Scientists may have discovered a new mechanism that could be a huge contributor when it comes to warming in the Arctic. They've found that open oceans are far less efficient than sea ice when it comes to emitting in the far-infrared region of the spectrum, which could be contributing to the warming of the polar climate.

It's difficult to measure a surface's effectiveness when it comes to emitting far-infrared energy. In addition, its influence on the planet's climate is not well represented in climate models. In fact, models usually assume that all surfaces are 100 percent efficient in emitting far-infrared energy-something that's clearly not the case.

"Far-infrared surface emissivity is an unexplored topic, but it deserves more attention," said Daniel Feldman, one of the researchers, in a news release. "Our research found that non-frozen surfaces are poor emitters compared to frozen surfaces. And this discrepancy has a much bigger impact on the polar climate than today's models indicate."

This is especially important when looking at the polar environment. Open oceans are much less efficient than sea ice when it comes to emitting in the far-infrared region of the spectrum. This means that the Arctic Ocean traps a lot of energy in far-infrared radiation.

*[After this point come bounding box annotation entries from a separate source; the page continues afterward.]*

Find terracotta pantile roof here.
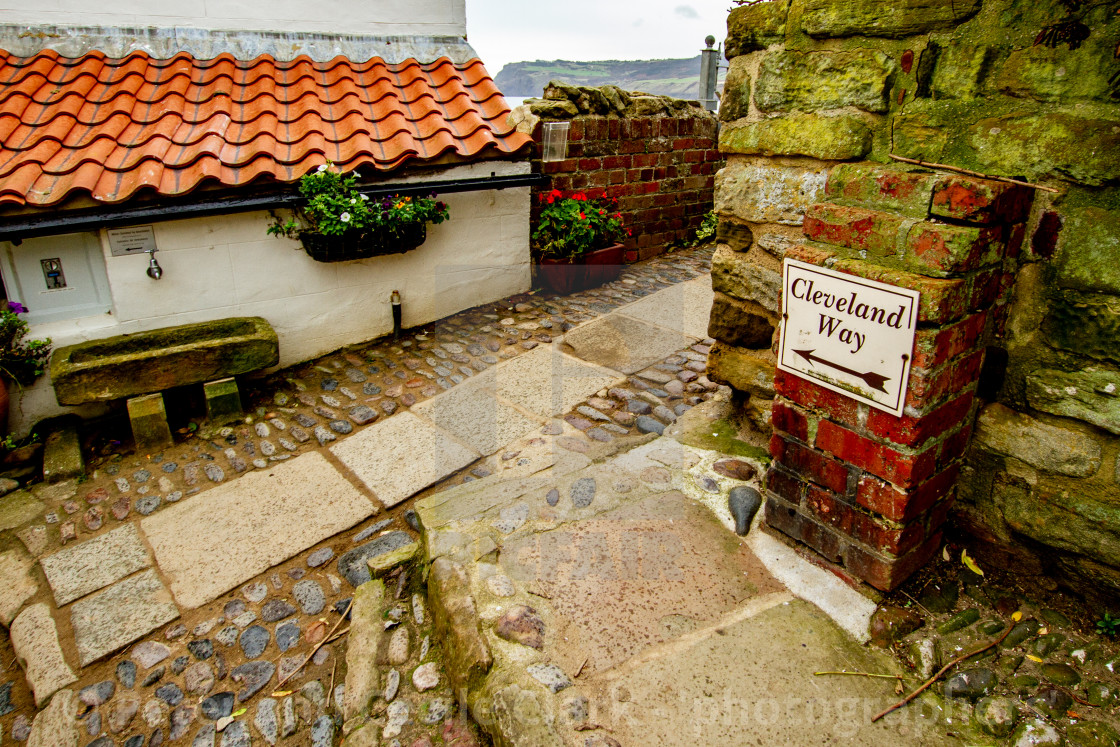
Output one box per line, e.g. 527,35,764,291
0,50,530,206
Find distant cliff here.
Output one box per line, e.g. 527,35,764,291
494,55,724,99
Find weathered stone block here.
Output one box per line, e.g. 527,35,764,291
804,203,914,256
719,114,871,161
801,0,980,39
719,59,750,122
10,603,77,707
708,342,776,400
203,376,243,422
715,159,828,225
1044,291,1120,361
894,100,1120,186
1026,368,1120,435
711,246,782,314
976,403,1101,477
992,34,1116,103
708,292,774,351
824,162,937,218
716,218,755,252
993,486,1120,568
724,0,790,59
755,50,895,112
923,39,1000,99
128,394,175,454
1053,207,1120,295
50,317,280,404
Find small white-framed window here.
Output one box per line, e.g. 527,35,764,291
0,233,111,325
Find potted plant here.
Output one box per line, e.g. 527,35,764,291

"Based on our findings, we recommend that more efforts be made to measure far-infrared surface emissivity," said Feldman. "These measurements will help climate models better simulate the effects of this phenomenon on Earth's climate."

The scientists conducted simulations that were run on a global atmosphere climate model called the Community Earth System Model. These simulations revealed that far-infrared surface emissions have the biggest impact on the climates of arid high-latitude and high-altitude regions. More specifically, they showed that in the Arctic, far-infrared surface emissions could have a huge impact on warming.

"We found that in very arid areas, the extent to which the surface emits far-infrared energy really matters," said Feldman. "It controls the thermal energy budget for the entire region, so we need to measure and model it better."

The findings are published in the journal Proceedings of the National Academy of Sciences.